I'm a 40-year-old mom addicted to reflecting on life and my role in this crazy world we live in. Through writing, art, photography I try to make sense of where I am, and through genealogy I try to know from where I came, and gardening, well, it simply connects me with mother nature and her connection to god.
Today, I'll be moving my art room to Eric's. Yesterday was my last day working in my space here at "home". I started with the Something to Crow About weekly challenge, and that final product was not very nice, but it got those creative juices flowing, and after I did it, I created this piece. I like it a lot. Over the last month, I've been allowing myself to layer, layer, layer. Before this, I had great fear of that. Part of the fear, I'm sure, comes from my elementary art classes. Although we were taught all those shading techniques, we weren't allowed to change what we had set out to do. If we planned on painting a tree, that's what we needed to do. It couldn't change. My middle school art teacher wasn't quite so bad, but there was a right and a wrong, and we were so caught up in learning primary, secondary, tertiary, etc, that we didn't have fun. High school was a bit better, but by that point, I just really wanted to make clay "sculptures" I could then use as ashtrays. Of course, ashtrays weren't "legal" projects in high school, so you had to be real creative, knowing full well once it left school it would have to become something else.

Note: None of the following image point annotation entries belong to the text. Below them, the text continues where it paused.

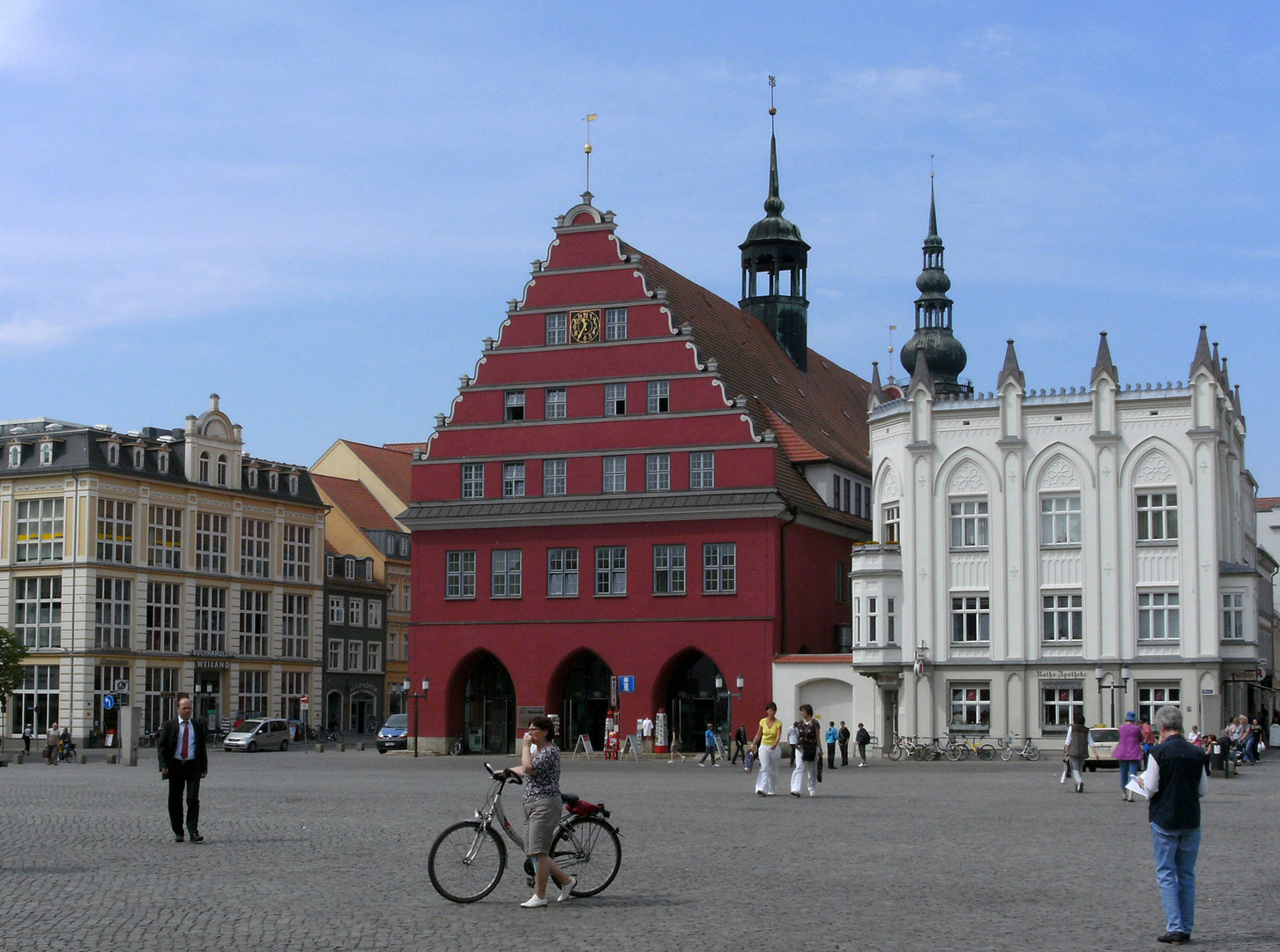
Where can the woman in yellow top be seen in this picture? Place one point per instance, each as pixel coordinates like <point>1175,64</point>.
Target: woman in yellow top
<point>766,745</point>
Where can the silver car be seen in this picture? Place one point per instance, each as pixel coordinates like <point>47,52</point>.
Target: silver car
<point>259,733</point>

So this layering thing is new to me, and I cannot believe I've never allowed myself to do it! I love it. With this one, I painted the page, added pages from a book, then started adding more and more layers. I like including a drawing, too. I liked how the last one turned out, which I think will now be named Cassandra, which was a name submitted once on the blog and then someone dittoed that in an email.

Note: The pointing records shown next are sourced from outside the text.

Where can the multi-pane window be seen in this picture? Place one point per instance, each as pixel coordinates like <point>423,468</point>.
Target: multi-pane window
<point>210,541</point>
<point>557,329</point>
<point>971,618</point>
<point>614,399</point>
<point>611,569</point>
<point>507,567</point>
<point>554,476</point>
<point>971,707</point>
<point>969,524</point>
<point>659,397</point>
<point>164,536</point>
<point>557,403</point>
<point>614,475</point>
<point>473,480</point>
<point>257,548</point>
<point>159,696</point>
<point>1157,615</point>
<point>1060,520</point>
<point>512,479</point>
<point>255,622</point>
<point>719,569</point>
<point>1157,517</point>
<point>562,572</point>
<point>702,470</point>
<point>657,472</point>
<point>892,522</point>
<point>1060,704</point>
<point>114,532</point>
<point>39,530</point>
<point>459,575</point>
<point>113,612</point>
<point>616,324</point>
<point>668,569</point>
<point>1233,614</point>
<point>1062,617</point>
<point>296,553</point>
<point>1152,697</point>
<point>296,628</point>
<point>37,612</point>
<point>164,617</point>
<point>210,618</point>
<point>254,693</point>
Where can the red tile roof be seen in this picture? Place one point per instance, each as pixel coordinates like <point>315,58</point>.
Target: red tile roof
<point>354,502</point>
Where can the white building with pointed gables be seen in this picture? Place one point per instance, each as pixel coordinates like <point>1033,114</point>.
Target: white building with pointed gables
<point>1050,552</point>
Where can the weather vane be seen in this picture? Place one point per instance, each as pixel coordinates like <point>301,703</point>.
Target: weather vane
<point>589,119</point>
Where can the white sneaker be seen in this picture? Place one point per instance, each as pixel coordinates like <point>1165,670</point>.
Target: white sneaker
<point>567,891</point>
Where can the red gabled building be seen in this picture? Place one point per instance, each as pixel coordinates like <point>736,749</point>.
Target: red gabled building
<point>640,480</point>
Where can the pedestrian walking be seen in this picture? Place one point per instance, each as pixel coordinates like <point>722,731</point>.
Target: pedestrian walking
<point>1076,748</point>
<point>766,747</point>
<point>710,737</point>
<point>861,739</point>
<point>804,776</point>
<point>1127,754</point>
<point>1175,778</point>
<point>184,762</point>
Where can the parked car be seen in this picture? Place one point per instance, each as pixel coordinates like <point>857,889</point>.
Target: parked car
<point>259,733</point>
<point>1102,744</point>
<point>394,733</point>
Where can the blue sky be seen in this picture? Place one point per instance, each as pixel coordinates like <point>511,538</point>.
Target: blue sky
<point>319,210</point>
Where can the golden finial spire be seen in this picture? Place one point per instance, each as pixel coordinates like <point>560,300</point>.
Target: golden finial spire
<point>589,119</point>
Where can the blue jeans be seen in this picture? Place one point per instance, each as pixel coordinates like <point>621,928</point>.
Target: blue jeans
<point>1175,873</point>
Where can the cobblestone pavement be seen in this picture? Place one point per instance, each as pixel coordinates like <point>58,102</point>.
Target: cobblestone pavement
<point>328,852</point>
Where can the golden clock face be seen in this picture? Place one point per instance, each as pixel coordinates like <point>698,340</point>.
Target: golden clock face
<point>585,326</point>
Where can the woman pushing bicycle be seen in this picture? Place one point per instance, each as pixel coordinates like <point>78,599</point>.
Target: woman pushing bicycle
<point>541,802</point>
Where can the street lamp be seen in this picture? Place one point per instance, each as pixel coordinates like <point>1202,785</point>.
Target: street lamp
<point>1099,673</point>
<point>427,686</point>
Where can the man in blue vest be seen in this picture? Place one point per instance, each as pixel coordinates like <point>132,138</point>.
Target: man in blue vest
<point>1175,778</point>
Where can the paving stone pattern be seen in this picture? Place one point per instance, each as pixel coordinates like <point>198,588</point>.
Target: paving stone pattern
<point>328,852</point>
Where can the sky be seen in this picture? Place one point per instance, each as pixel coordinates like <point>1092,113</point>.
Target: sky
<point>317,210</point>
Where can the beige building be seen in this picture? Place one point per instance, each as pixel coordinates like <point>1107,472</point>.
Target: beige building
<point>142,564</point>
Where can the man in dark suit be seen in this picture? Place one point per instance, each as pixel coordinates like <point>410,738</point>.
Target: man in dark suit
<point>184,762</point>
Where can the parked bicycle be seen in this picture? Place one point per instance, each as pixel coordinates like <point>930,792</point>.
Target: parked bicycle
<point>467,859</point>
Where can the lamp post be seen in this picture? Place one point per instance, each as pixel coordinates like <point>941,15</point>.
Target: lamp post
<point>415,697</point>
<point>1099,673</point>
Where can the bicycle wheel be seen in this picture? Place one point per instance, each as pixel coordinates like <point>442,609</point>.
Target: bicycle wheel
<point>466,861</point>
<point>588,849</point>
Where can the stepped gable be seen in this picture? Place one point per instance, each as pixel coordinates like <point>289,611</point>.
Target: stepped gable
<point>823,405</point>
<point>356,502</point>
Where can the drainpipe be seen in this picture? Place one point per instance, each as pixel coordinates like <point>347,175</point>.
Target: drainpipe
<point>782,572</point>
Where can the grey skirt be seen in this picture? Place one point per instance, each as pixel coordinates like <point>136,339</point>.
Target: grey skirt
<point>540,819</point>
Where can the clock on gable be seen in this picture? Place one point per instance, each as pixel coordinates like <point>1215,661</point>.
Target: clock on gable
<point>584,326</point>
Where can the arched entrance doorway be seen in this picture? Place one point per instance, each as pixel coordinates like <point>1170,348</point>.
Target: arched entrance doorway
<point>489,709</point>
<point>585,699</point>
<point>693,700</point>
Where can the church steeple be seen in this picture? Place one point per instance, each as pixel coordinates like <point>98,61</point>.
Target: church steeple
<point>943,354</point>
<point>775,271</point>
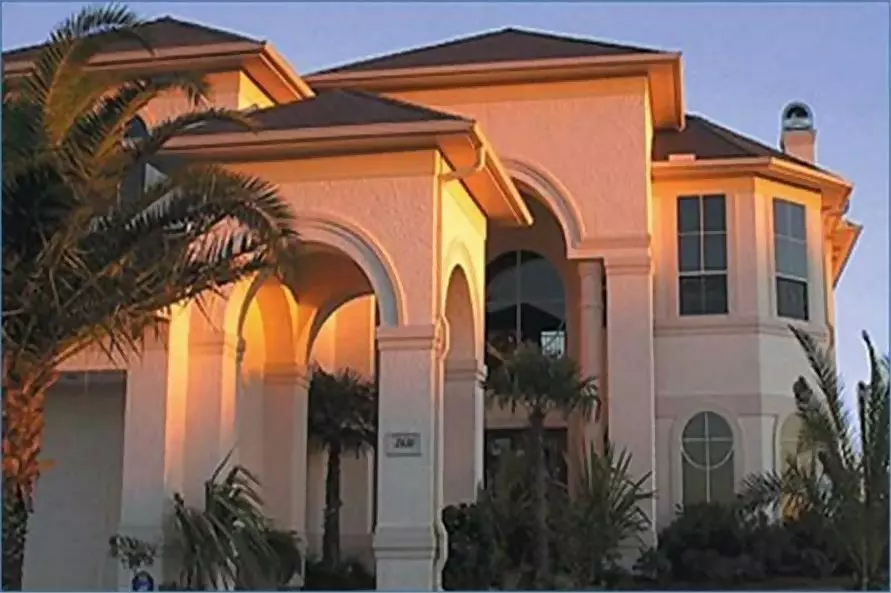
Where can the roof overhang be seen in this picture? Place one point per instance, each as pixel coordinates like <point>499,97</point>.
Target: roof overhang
<point>835,192</point>
<point>662,70</point>
<point>459,142</point>
<point>259,61</point>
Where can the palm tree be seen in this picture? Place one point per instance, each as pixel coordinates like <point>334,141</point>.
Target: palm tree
<point>228,542</point>
<point>604,514</point>
<point>85,266</point>
<point>539,382</point>
<point>342,419</point>
<point>840,471</point>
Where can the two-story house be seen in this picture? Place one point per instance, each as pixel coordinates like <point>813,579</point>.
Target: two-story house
<point>511,182</point>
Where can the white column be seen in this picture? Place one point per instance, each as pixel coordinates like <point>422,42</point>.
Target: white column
<point>630,356</point>
<point>591,342</point>
<point>409,537</point>
<point>463,430</point>
<point>211,408</point>
<point>284,451</point>
<point>154,421</point>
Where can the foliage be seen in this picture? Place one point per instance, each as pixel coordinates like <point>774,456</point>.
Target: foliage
<point>349,575</point>
<point>342,419</point>
<point>604,514</point>
<point>539,382</point>
<point>228,543</point>
<point>86,264</point>
<point>847,485</point>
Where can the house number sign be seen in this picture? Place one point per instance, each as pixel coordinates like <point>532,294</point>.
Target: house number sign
<point>402,444</point>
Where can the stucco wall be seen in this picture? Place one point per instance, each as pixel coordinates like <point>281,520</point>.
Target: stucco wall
<point>77,505</point>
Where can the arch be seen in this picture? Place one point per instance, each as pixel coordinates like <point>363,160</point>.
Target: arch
<point>461,317</point>
<point>371,259</point>
<point>555,196</point>
<point>707,450</point>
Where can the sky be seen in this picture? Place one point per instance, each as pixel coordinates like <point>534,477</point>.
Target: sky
<point>742,63</point>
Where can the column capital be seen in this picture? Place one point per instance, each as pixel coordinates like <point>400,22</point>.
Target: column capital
<point>284,374</point>
<point>406,541</point>
<point>465,369</point>
<point>430,337</point>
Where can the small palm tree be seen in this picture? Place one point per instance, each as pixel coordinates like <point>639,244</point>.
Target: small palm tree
<point>605,513</point>
<point>342,419</point>
<point>539,382</point>
<point>228,543</point>
<point>87,265</point>
<point>841,469</point>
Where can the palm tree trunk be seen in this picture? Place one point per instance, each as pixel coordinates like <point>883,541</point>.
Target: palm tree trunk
<point>22,436</point>
<point>331,536</point>
<point>541,552</point>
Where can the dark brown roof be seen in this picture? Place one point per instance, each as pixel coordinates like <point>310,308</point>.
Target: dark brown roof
<point>708,140</point>
<point>163,33</point>
<point>335,108</point>
<point>504,45</point>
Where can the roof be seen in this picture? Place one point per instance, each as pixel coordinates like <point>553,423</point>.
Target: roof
<point>709,140</point>
<point>504,45</point>
<point>163,33</point>
<point>335,108</point>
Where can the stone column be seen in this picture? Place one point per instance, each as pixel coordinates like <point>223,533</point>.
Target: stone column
<point>630,371</point>
<point>409,539</point>
<point>284,445</point>
<point>154,421</point>
<point>591,344</point>
<point>463,429</point>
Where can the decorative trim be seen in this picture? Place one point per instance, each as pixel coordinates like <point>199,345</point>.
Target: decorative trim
<point>430,337</point>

So layering is fun and exciting and you can make mistakes (which I do constantly), but that's okay because you can just add another layer and ultimately there is really nice texture.
It's kind of like the texture being added to my own life now that I'm deciding to get married, move out of my house and start a new life. True, I'm nearing a panic attack--no kidding, I've been fighting it for a couple of days! But that panic is based on the upheaval of my house. It's a wreck, and I don't much care for my house being this disgusting. Don't get me wrong, during the school year, it can get pretty messy--enough that I'll stop you at the front door and say you can't come any further, but right this minute, it's horrid. I mean there are boxes, and things strewn on the floor that I'm not sure what to do with, and trash bags filled with crap I didn't know I had and wonder why on earth I kept it, etc. It's more than the "house is a mess today, let's sit on the front porch." Trying to meld my household goods with Eric's is also hard, but bless his heart, he's letting me bring as much as I can to his house so that I have enough of my "stuff" to feel like I'm at home. His backporch will be my new art space. It's not very extravagant or "classy" ....or.....well.. it is after all a backporch, but it's a space, and that's all I need. When we put his house on the market, and buy a new house that we choose together, I'll have a better space, but for now, I can make do with what we have. After all, it's kind of like that ceramic ashtray I made in high school--it had to be whatever the rules allowed at that moment.